The Westerners mind therefore is brainwashed not as extensively to a clear political ideology representative of any political party as say the inhabitant of Pyongyang, rather he is brainwashed by an essence of man that is founded on a cult of individualism and fanatical interpretation of rationalism, while political in nature the charade of democracy appears on the surface to depoliticise its basis and hence protects the overall orientation. This brainwashing is so pervasive that even the cosmopolite is reduced to being a purveyor of Western liberal values, the very antithesis of his multicultural conscious self.

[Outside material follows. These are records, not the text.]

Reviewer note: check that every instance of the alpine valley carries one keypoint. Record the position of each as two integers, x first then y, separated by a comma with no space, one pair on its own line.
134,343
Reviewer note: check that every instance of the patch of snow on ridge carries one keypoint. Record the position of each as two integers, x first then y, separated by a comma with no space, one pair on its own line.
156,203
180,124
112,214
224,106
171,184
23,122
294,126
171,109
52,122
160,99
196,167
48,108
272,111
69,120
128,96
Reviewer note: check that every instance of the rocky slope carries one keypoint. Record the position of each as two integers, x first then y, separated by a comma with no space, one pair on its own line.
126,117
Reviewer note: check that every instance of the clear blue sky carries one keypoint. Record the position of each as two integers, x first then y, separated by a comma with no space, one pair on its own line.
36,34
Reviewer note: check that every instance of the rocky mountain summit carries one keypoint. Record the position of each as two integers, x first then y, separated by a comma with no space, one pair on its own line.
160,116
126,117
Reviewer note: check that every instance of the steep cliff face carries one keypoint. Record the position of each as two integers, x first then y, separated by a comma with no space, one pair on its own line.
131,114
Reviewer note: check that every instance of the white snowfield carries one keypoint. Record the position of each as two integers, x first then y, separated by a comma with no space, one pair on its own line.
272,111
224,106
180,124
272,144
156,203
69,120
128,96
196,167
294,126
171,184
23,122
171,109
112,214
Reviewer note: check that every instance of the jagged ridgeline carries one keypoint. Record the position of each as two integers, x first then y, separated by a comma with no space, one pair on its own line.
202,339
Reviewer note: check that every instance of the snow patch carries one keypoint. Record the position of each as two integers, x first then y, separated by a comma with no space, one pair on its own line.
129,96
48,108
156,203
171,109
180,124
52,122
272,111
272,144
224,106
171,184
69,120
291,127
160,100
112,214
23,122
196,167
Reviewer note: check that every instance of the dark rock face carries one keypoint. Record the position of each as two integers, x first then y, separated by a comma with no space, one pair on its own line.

Perhaps another North Korean example may help illuminate the extent to which the Western mind has been manipulated. For more than the last 60 years the North Koreans have been lead by the Kim dynasty. For the last 60 years the Kims have been defined as insane, unstable a threat to the world, but in the last 60 years the Kims between them have not attacked another country or started a war. Now look at ourselves and spot the difference.